MITO

Tudo o que eu acredito, é mito,

Minha alma não tem sossego,

Tenho emprego decente,

Tenho dentes,

Sou virginiano e não faço planos,

Tenho plantas nas janelas.

Meus olhos são duas barricas

Que se enchem facilmente de água,

Acho que isso se chama lágrima.

Viro a página para poder viver o próximo dia,

Mas as próximas horas estão tão longes do amanhecer,

O que devo temer,

A não ser amar, sem saber?

Sonho com nova casa, sonho com automóveis,

Móveis novos na sacada, brinquedos no corredor.

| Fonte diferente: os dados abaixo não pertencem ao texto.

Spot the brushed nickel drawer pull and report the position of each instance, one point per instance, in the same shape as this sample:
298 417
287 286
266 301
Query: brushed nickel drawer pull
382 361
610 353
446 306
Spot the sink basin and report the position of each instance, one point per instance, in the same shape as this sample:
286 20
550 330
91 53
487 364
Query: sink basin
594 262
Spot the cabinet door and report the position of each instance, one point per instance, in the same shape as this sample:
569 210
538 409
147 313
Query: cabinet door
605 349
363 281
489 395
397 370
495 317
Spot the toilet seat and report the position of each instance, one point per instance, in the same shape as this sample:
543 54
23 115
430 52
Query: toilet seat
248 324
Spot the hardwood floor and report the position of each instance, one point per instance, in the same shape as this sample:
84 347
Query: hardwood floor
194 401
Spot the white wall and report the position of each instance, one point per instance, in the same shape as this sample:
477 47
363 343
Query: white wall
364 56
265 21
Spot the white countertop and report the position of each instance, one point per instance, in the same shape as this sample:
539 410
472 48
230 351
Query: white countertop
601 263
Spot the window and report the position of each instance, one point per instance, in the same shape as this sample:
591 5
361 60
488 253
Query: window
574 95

Do que tenho medo, se tenho amor?

Tudo o que eu acredito, é mito,

Mas minto para mim mesmo

Dizendo ser a última vez,

Último trago, último cigarro,

Último beijo, talvez.

Tenho porcelana sob os pés,

Torneiras com água quente,

Ao invés de um teto,

Tenho estrelas.

Sinto tanta vergonha do que sou

Que tento fazer o que não sei,

Mas os mitos não se quebram facilmente,

São como ídolos doentes

Lutando contra o câncer.

Mas domingo que vem farei mais,

Colocarei mais pratos na mesa,

Acenderei mais velas,

Comprarei mais comida no supermercado,

Ficarei calado, enquanto os outros falam,

Serei mais ouvido do que lábios,

E ainda pendurarei aquele quadro centenário na parede.

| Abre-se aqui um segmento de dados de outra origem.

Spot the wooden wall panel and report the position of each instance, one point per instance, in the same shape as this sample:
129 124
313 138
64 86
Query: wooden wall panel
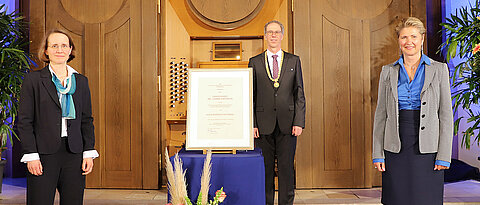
307 153
118 100
336 96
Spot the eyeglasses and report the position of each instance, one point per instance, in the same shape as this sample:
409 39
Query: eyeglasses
270 33
56 46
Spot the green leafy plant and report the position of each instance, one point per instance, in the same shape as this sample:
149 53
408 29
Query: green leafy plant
462 32
14 63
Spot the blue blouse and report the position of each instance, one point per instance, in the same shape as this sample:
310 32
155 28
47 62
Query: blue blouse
409 92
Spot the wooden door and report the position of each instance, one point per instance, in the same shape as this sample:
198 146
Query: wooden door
342 51
116 48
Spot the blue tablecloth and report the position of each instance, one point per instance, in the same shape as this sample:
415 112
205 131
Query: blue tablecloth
242 176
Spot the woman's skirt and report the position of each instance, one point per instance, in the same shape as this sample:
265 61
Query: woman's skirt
409 177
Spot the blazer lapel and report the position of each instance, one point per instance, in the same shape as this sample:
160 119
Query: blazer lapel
429 73
264 66
393 74
284 63
48 84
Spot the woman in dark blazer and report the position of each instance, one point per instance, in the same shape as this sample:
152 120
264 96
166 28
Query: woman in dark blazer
413 126
55 125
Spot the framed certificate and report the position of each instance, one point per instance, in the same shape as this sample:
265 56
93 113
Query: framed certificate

Acho que mudarei a cor das paredes,

Quero mais verde, quero mais vida.

Vou convidar contraparentes,

Agregados, tios cansados,

Colocarei flores nos vasos

E rezarei um Padre Nosso,

Pode ser que eu ainda me lembre...

Mas tudo o que eu acredito é mito,

Então tocarei piano mudo,

Deixarei chegar a minha vez,

Sou freguês da banca,

Minha tez é branca

Mas minha alma não tem cor.

Acredito tanto no amor, que é um mito,

Que desacredito do ódio,

Posso pensar em ferir ou matar,

Mas sem a intenção do ato.

Posso, de fato, ser diferente,

Agir calmamente nas situações mais difíceis.

Tenho pena do Cristo,

Tenho a cruz na minha testa.

Minha vida presta, mas tudo o que eu acredito, é mito,

Presente, ora ninguém, então, brinco com o ausente,

Digo que meu coração é caro

E raros são os momentos da razão.

Vivo na escuridão do solo

Em que piso diariamente.

Minha alma sente frio, e não se aquece,

Não se esquece daquele inverno

Que mais parecia um inferno.

Para que tantas pessoas,

Se tantas delas não são boas,

Porque tão pouca terra para enterrar tanta gente?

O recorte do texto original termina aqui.